Elasha Faris, Shanbr Suliman, Li Xiaochuan, Mba David
Faculty of Engineering, Environment & Computing, Coventry University, Coventry CV1 5FB, UK.
School of Water, Energy and Environment, Cranfield University, Bedfordshire MK43 0AL, UK.
Sensors (Basel). 2019 Jul 12;19(14):3092. doi: 10.3390/s19143092.

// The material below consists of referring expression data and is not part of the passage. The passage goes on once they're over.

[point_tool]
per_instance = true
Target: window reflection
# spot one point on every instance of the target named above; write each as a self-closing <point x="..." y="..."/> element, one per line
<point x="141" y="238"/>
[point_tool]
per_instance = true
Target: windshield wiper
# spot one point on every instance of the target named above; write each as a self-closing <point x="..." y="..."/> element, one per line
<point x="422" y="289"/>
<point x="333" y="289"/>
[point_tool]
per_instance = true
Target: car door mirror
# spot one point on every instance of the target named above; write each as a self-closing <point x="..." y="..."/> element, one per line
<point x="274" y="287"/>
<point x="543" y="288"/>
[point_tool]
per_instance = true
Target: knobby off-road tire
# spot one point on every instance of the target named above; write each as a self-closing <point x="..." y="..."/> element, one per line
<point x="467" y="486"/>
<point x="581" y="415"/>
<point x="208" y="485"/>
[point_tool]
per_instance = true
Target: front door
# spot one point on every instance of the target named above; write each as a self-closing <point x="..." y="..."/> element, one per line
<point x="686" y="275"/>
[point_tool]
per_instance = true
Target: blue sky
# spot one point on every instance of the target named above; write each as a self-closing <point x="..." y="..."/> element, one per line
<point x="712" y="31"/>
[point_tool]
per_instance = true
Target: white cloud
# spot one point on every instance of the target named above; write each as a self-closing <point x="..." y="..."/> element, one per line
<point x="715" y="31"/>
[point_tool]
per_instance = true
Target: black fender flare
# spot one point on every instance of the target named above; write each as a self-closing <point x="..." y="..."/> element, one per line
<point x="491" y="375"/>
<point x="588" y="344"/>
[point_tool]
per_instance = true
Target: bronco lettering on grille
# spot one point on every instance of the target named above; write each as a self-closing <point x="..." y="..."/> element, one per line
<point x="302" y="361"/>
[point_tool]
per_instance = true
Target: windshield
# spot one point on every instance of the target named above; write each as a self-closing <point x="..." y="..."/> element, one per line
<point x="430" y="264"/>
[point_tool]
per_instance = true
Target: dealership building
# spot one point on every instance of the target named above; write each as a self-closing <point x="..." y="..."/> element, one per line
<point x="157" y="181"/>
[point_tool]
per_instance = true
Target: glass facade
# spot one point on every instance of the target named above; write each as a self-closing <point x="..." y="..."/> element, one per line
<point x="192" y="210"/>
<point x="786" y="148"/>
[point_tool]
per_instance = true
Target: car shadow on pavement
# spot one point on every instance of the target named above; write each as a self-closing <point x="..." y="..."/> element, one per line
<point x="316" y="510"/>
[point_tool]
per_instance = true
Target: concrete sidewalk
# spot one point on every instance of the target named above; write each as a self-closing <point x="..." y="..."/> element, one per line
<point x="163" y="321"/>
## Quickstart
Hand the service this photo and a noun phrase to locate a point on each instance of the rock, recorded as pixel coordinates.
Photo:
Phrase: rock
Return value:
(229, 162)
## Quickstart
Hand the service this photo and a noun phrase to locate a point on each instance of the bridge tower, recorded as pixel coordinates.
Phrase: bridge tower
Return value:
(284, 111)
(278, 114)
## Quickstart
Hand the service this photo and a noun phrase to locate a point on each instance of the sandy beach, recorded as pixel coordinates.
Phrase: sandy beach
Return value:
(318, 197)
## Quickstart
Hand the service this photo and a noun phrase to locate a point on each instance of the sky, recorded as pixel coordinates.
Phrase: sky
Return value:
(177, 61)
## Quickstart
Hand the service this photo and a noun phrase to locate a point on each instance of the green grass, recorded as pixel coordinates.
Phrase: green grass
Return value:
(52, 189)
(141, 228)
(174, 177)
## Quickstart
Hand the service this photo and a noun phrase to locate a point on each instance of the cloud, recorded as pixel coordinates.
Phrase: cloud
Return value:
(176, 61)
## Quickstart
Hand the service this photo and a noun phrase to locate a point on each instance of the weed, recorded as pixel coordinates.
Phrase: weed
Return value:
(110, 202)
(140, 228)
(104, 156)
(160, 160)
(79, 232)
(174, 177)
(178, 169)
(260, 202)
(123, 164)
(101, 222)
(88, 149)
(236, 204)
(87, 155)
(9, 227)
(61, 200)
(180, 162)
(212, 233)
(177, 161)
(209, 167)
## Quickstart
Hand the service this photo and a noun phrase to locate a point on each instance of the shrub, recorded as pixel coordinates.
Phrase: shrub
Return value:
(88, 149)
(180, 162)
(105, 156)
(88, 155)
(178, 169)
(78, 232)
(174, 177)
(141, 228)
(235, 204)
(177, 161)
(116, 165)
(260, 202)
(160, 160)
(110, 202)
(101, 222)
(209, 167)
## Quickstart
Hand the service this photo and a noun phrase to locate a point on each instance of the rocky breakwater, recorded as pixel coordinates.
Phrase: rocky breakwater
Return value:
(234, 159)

Deployment of large-scale wind turbines requires sophisticated operation and maintenance strategies to ensure the devices are safe, profitable and cost-effective. Prognostics aims to predict the remaining useful life (RUL) of physical systems based on condition measurements. Analyzing condition monitoring data, implementing diagnostic techniques and using machinery prognostic algorithms will bring about accurate estimation of the remaining life and possible failures that may occur. This paper proposes to combine two supervised machine learning techniques, namely, regression model and multilayer artificial neural network model, to predict the RUL of an operational wind turbine gearbox using vibration measurements. Root Mean Square (RMS), Kurtosis (KU) and Energy Index (EI) were analysed to define the bearing failure stages. The proposed methodology was evaluated through a case study involving vibration measurements of a high-speed shaft bearing used in a wind turbine gearbox.
大规模风力涡轮机的部署需要复杂的运行和维护策略,以确保设备安全、盈利且具有成本效益。预测旨在基于状态测量来预测物理系统的剩余使用寿命(RUL)。分析状态监测数据、实施诊断技术并使用机械预测算法将实现对剩余寿命以及可能发生的故障的准确估计。本文提出结合两种监督式机器学习技术,即回归模型和多层人工神经网络模型,利用振动测量来预测运行中的风力涡轮机齿轮箱的剩余使用寿命。分析了均方根(RMS)、峰度(KU)和能量指数(EI)来定义轴承故障阶段。通过一个案例研究对所提出的方法进行了评估,该案例研究涉及对风力涡轮机齿轮箱中使用的高速轴轴承的振动测量。